MorMor follows up his breakout debut single with 'Whatever Comes to Mind', a serenity prayer for modern anxiety that dwells between dream-pop and R&B.
On his breakout debut single, ‘Heaven’s Only Wishful’, the enigmatic Toronto singer-songwriter MORMOR (aka SETH NYQUIST) demonstrated a fully-formed ability to dwell in the spaces in-between genres in a way that set his vision apart from his contemporaries amongst Toronto’s rising soul scene. He continues to dwell in these spaces on the follow-up single, ‘Whatever Comes to Mind’, a track that gracefully meanders between dream-pop, indie rock and R&B.
Like his debut, ‘Whatever Comes to Mind’ subsumes heavy lyrical themes within light, crisp percussion, vintage organs and dreamy synths that combine in a nostalgic, delicate, seemingly carefree arrangement. But bubbling underneath, open, unresolved guitar chords introduce a sense of uncertainty into the arrangement, as MorMor’s anxiety comes into full focus on the swelling, pop-friendly chorus: “Whatever comes to mind that you can’t wish / I’m looking for a sign that you can’t miss.” Floating through wistful instrumentation, MorMor’s soulful falsetto caresses you through the ambivalence of life’s unpredictability underscoring the track.

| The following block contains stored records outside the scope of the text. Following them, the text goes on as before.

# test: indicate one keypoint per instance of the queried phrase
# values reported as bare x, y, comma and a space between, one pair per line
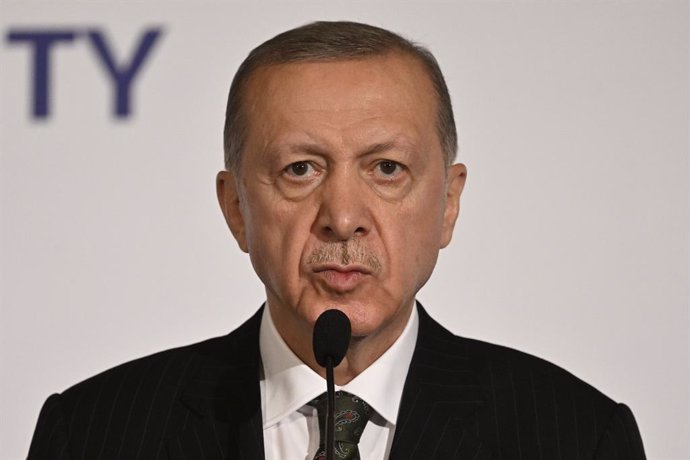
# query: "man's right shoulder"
129, 410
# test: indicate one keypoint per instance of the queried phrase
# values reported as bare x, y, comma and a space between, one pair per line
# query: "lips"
340, 278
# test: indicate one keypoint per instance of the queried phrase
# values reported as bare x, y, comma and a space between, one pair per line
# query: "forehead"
394, 83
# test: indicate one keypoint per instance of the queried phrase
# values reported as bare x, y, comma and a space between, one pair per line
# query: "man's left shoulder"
501, 368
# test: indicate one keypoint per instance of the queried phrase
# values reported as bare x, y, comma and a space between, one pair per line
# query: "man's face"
342, 200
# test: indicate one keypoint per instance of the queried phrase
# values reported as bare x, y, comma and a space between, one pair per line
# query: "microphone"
330, 341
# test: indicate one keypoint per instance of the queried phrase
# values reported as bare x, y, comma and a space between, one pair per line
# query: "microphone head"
331, 337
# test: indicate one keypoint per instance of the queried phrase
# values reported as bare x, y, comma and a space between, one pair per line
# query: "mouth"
341, 278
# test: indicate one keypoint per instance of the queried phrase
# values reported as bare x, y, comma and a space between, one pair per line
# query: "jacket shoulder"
128, 411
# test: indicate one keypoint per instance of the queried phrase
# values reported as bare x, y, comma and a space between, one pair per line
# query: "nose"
343, 209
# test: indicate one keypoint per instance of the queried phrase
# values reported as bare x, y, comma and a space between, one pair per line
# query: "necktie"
351, 416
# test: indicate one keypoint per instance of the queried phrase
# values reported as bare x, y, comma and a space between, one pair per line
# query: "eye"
389, 168
300, 169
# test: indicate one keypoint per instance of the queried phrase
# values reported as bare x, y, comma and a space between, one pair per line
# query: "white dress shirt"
291, 427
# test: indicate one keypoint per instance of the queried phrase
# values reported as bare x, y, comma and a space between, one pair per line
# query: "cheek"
276, 237
419, 236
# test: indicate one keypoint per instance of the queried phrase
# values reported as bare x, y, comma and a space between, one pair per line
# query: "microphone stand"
330, 410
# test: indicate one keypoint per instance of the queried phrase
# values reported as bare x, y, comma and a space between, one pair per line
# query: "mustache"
345, 253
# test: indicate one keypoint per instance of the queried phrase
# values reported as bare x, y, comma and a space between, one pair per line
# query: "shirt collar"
289, 384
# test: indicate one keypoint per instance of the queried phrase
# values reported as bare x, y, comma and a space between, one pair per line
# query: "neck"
362, 352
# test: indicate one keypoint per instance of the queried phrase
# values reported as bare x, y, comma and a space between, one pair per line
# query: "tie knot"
351, 416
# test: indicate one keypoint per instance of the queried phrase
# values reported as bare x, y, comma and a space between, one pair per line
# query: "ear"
227, 189
455, 182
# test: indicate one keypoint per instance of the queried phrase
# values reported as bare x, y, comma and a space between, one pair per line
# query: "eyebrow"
377, 147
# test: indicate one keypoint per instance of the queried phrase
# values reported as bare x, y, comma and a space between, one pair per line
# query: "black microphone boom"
331, 338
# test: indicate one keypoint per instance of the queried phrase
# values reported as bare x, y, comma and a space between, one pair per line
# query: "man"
341, 187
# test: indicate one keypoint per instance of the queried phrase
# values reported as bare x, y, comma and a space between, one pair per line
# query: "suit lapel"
223, 400
437, 417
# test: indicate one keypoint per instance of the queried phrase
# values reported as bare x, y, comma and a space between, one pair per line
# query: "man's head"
331, 41
344, 193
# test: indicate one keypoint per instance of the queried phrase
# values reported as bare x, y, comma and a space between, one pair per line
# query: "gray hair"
331, 41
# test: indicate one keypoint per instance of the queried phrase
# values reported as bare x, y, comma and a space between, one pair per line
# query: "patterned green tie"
351, 416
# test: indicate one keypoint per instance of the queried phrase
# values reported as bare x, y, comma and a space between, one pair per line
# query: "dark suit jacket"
463, 399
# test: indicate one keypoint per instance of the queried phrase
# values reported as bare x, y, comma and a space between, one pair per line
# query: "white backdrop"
573, 242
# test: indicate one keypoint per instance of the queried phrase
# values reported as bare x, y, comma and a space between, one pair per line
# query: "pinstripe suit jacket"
463, 399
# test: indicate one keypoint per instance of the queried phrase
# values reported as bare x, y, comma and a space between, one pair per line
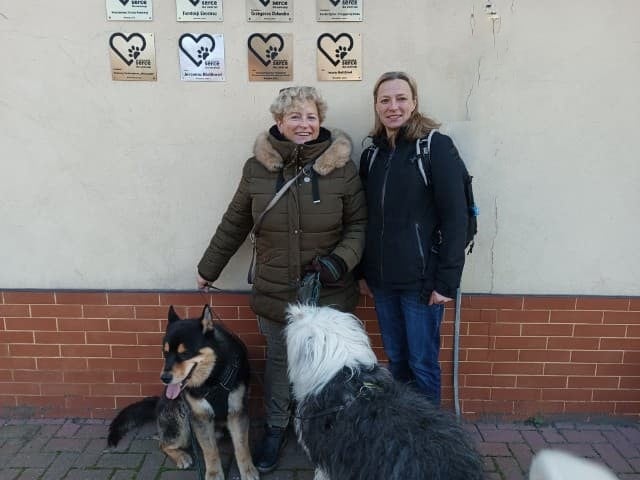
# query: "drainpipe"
456, 353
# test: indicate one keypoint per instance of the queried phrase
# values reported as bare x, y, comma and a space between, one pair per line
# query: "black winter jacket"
403, 249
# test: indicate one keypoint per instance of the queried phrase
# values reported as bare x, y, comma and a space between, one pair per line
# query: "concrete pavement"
75, 449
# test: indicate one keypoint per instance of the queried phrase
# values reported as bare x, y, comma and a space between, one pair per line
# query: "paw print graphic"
341, 52
203, 53
134, 52
272, 52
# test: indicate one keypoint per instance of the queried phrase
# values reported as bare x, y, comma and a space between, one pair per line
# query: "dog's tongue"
172, 391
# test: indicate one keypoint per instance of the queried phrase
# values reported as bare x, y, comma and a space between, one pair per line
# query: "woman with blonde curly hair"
318, 225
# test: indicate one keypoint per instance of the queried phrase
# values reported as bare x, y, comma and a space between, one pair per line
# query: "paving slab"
75, 449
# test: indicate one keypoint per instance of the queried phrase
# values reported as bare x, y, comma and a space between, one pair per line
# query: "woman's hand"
364, 288
202, 283
437, 299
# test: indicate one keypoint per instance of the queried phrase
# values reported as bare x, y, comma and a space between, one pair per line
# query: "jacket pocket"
421, 250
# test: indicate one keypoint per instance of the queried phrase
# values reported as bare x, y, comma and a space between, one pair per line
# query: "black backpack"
423, 152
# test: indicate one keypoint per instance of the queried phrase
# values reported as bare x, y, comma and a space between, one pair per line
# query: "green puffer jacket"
296, 229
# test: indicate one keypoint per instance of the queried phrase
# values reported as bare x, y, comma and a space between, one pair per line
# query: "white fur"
321, 341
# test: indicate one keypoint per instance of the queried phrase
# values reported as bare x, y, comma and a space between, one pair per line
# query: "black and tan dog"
206, 372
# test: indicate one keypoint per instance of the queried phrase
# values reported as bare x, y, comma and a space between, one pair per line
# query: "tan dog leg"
181, 458
202, 422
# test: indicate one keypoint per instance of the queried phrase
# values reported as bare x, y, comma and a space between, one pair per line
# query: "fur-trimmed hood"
274, 154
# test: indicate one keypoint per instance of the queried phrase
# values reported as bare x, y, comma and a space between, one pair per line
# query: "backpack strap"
258, 223
423, 151
373, 153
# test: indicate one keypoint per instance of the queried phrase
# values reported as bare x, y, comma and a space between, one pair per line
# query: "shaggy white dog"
353, 420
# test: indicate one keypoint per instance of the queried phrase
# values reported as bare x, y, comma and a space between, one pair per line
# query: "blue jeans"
411, 338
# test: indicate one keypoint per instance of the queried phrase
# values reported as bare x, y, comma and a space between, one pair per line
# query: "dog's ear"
172, 316
207, 319
294, 312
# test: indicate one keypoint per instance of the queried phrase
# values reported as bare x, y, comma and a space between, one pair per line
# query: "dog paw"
184, 461
215, 476
249, 472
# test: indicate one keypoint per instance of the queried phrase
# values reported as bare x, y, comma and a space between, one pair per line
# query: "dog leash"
309, 289
366, 386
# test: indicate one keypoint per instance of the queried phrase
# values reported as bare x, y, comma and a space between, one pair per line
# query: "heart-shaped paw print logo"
335, 48
197, 49
127, 48
266, 48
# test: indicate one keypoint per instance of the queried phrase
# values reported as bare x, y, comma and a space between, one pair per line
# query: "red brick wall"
86, 354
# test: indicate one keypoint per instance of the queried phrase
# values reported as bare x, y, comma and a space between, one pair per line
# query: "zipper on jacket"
420, 249
384, 192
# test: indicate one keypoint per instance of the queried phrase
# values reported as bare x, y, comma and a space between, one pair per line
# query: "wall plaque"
199, 10
270, 56
339, 57
129, 10
201, 57
270, 10
133, 56
339, 10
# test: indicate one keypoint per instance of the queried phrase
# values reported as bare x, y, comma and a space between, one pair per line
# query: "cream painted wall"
120, 184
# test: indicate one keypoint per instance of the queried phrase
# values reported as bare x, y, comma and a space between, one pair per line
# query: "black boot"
273, 442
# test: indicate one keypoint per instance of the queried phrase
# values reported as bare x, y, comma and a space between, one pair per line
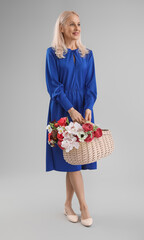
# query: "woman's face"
72, 28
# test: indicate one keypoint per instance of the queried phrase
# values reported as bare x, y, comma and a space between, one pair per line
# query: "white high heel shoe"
87, 222
72, 218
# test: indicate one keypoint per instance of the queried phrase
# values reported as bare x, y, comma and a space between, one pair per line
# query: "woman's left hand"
88, 114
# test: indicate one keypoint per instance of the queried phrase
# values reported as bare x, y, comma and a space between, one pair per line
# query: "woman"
71, 84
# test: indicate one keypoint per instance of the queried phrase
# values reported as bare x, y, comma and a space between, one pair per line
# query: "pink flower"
87, 127
98, 133
89, 138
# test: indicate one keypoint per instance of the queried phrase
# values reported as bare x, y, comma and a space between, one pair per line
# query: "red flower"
62, 121
89, 138
98, 133
56, 125
59, 143
77, 138
60, 136
87, 127
49, 136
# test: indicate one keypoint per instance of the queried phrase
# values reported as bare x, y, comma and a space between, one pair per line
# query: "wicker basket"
89, 152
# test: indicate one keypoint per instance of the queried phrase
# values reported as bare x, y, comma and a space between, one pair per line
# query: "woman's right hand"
76, 116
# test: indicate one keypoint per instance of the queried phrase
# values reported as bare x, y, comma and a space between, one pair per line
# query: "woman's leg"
69, 195
78, 186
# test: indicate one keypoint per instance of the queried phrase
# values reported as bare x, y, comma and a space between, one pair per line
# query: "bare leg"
69, 195
78, 186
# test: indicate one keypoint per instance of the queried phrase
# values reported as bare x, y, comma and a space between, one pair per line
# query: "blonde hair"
58, 42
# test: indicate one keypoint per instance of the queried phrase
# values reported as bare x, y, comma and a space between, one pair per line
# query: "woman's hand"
76, 116
88, 114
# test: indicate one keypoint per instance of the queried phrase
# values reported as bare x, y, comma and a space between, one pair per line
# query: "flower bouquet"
81, 144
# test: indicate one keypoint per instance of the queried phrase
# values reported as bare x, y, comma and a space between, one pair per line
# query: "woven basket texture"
89, 152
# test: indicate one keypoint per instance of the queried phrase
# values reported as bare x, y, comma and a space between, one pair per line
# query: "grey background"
32, 200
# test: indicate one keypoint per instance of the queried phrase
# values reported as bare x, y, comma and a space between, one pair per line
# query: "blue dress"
70, 84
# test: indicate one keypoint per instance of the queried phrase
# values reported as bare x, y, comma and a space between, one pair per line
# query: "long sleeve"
91, 87
54, 87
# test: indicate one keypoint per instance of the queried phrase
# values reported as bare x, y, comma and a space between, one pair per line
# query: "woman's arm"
54, 87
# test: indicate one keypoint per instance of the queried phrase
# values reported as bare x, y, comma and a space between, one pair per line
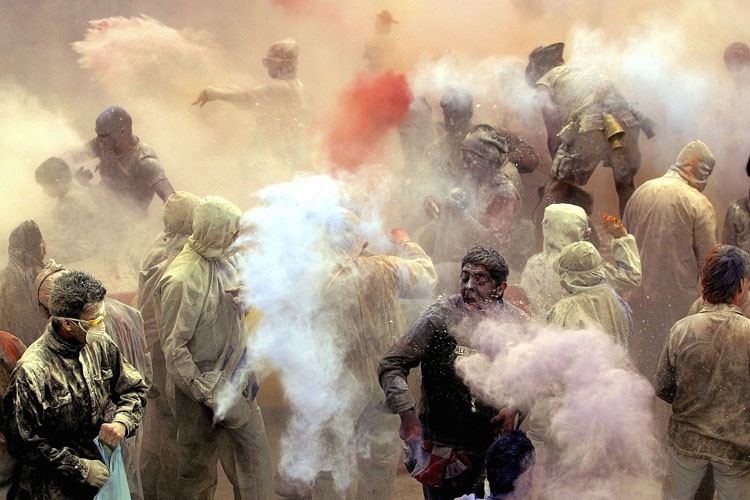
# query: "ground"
407, 488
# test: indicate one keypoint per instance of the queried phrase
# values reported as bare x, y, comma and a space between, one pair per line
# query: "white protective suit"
564, 224
362, 300
675, 227
158, 464
200, 327
592, 302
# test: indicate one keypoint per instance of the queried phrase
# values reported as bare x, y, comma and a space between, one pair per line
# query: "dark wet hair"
725, 268
489, 258
114, 118
508, 458
53, 171
72, 293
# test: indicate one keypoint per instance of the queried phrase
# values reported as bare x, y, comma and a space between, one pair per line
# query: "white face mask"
95, 333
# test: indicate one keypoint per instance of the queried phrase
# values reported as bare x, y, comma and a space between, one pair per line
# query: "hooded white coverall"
675, 227
198, 322
564, 224
590, 302
158, 463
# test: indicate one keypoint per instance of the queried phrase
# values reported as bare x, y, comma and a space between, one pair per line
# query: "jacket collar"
708, 307
66, 348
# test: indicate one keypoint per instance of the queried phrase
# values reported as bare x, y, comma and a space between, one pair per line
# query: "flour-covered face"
478, 288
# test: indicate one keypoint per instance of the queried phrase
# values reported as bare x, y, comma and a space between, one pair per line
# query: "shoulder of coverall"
215, 221
694, 164
562, 225
516, 315
343, 235
27, 238
178, 212
445, 311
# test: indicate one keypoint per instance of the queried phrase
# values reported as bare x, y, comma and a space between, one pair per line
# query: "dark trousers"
471, 481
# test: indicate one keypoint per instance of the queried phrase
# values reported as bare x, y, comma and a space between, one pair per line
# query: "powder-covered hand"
112, 434
507, 418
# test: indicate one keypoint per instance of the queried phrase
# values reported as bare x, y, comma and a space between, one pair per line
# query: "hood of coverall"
215, 222
580, 267
178, 212
563, 224
26, 246
44, 281
343, 236
695, 164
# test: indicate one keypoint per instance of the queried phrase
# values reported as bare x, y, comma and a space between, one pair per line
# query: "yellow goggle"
90, 322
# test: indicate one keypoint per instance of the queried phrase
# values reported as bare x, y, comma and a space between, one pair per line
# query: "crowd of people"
149, 376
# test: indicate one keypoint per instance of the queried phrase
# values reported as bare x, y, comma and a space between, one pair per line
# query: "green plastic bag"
116, 487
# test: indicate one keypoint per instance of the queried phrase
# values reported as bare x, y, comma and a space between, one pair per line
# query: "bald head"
113, 119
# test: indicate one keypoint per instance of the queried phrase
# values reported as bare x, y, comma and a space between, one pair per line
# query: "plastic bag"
116, 487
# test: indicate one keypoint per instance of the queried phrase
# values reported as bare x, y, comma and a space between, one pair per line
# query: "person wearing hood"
69, 236
675, 226
18, 310
70, 386
481, 209
362, 300
130, 170
200, 320
158, 468
11, 350
283, 109
737, 221
588, 121
455, 426
562, 225
124, 325
592, 302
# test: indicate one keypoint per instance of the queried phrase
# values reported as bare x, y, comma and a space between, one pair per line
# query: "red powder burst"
367, 110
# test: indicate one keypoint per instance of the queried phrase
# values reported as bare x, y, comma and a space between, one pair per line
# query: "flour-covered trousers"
244, 454
686, 473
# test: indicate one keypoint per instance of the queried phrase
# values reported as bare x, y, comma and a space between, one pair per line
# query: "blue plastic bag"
116, 487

This awareness of life’s ambivalent trajectory carries itself throughout MorMor’s entire vocal performance, with his off-kilter cadence and phrasing meandering through certain lines, seemingly dropping off halfway as he modulates through drawn-out syllables, and hurrying through others. That his voice can sound both airy and anxiety-laden at the same time, that it can provide sanctuary to these dual emotions, and that you can hear MorMor’s indecision when he tests out his vocals at the start of the track marks his performance an impressive study in emotional dichotomies in and of itself.
Plug into the latest music with our FREE weekly newsletter
MorMor’s ‘Whatever Comes to Mind’ is a serenity prayer for modern anxiety: it gives you the serenity to accept the things you cannot change, but allows you permission to still feel anxious about those things that you cannot change regardless.